Es brannte die Luft

Es war der Freitag, der 13. März 2020, als sich die Kameradinnen und Kameraden der Freiwilligen Feuerwehr eigentlich zur Jahreshauptversammlung treffen wollten. Doch dann kam der Lockdown und ein Treffen war unmöglich. Was folgten waren zwei anstrengende, arbeitsreiche aber auch interessante Jahre, die alles der Ortswehr in Aschersleben abverlangte.

Entsprechend ausführlich verlief am 2. April 2022, zur diesjährigen Jahreshauptversammlung, die Vorstellung des Rechenschaftsberichtes von Ortswehrleiter René Knoblauch. Besonders hervorzuheben waren dabei die hohen Einsatzzahlen. Während vergleichbare Freiwillige Feuerwehren in Sachsen-Anhalt im Durchschnitt auf 150 Einsätze kommen, sind es in Aschersleben mehr als 300 pro Jahr. Das verlangt eine überdurchschnittliche Einsatzbereitschaft, die das Ehrenamt an seine Grenzen führt. Besonders ärgerlich sind Einsätze, die eigentlich vermeidbar wären, wie zum Beispiel die Beseitigung von kleinen Ölspuren oder von technischen Störungen am Fahrstuhl im Bahnhof Aschersleben. Allein im vergangenen Jahr musste hier die Wehr dutzende Male ausrücken, bevor der Fahrstuhl dann repariert wurde.

OB Michelmann hatte keine Zeit

Oberbürgermeister Andreas Michelmann hatte keine Zeit für seine Kameradinnen und Kameraden an diesem Abend und so war es an Ordnungsamtsleiter Christian Grossy, sich den angestauten Frust der Feuerwehrleuten anzuhören. Die aktuelle Ausstattung mit Sicherheitskleidung sei mangelhaft, werde notdürftig geflickt und sei schlichtweg oft nicht mehr vorhanden. Die Beschaffung mit neuer Fahrzeugtechnik wird nicht so umgesetzt, wie es einvernehmlich in einer Arbeitsgruppe aus Kameraden der Wehr und Verwaltung festgelegt worden war und es fehlt weiterhin die Fortschreibung der Risikoanalyse der Stadt. Die vorhandene Risikoanalyse wurde wegen erheblicher Mängel und Lücken durch den Stadtrat vor zwei Jahren bis Ende des Jahres befristet.
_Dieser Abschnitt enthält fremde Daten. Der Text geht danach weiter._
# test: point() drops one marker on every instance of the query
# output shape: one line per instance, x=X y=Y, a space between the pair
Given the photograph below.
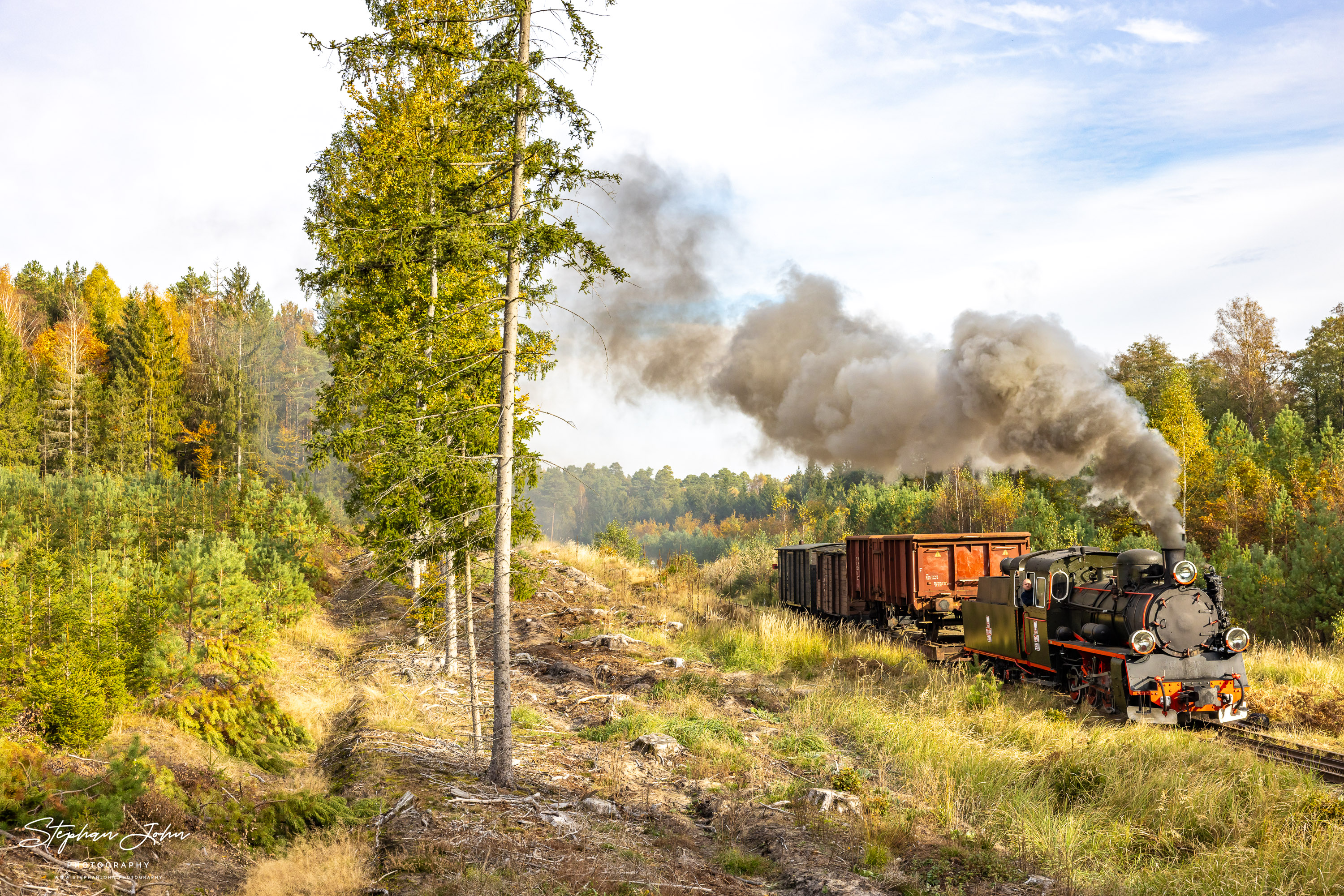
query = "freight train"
x=1125 y=632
In den vergangenen zwei Jahren sollte eine Überarbeitung und Aktualisierung vollzogen werden.

Weil bis heute niemand an dieser Analyse arbeitet, wird sie bis Ende des Jahres auch nicht fertig, schätzt Ortswehrleiter René Knoblauch ein. Dieses Gutachten ist allerdings Voraussetzung, dass Aschersleben bei der Beschaffung neuer Feuerwehrfahrzeuge auch auf Fördermittel des Landes zurückgreifen kann. Einmal mehr blieb unter der Aufsicht von Oberbürgermeister Andreas Michelmann ein ganz wichtiges Stück Arbeit unerledigt liegen, mit weitreichenden Folgen für die Kameradinnen und Kameraden der Wehr und letztlich für alle Menschen in der Stadt und den Ortsteilen, die auf einen guten Schutz angewiesen sind.

Kommunikation ist das A und O

Mein Fazit des Abends ist, dass wir wieder an die traditionell gute und wichtige Kommunikation zwischen Wehr und Verwaltung anknüpfen müssen. Wir müssen wieder mehr miteinander reden und gemeinsam die beste Lösung für die Stadt suchen. Als Mitglied im Förderverein der Freiwilligen Feuerwehr Ortsfeuerwehr Aschersleben e. V. bin ich überzeugt, dass mit einer konstruktiven Führung Verwaltung und Feuerwehr an einem Strang ziehen werden. Die Tür meines Büros wird immer für die Mitglieder der Wehren in Aschersleben und den Ortsteil offen stehen. Sie sind die Brandmauer, sie retten Leben und schützen unser Eigentum.

Deshalb dürfen Selbstverständlichkeiten wie eine sichere Ausstattung der Kameradinnen und Kameraden im Einsatz niemals eine Frage des Geldes sein.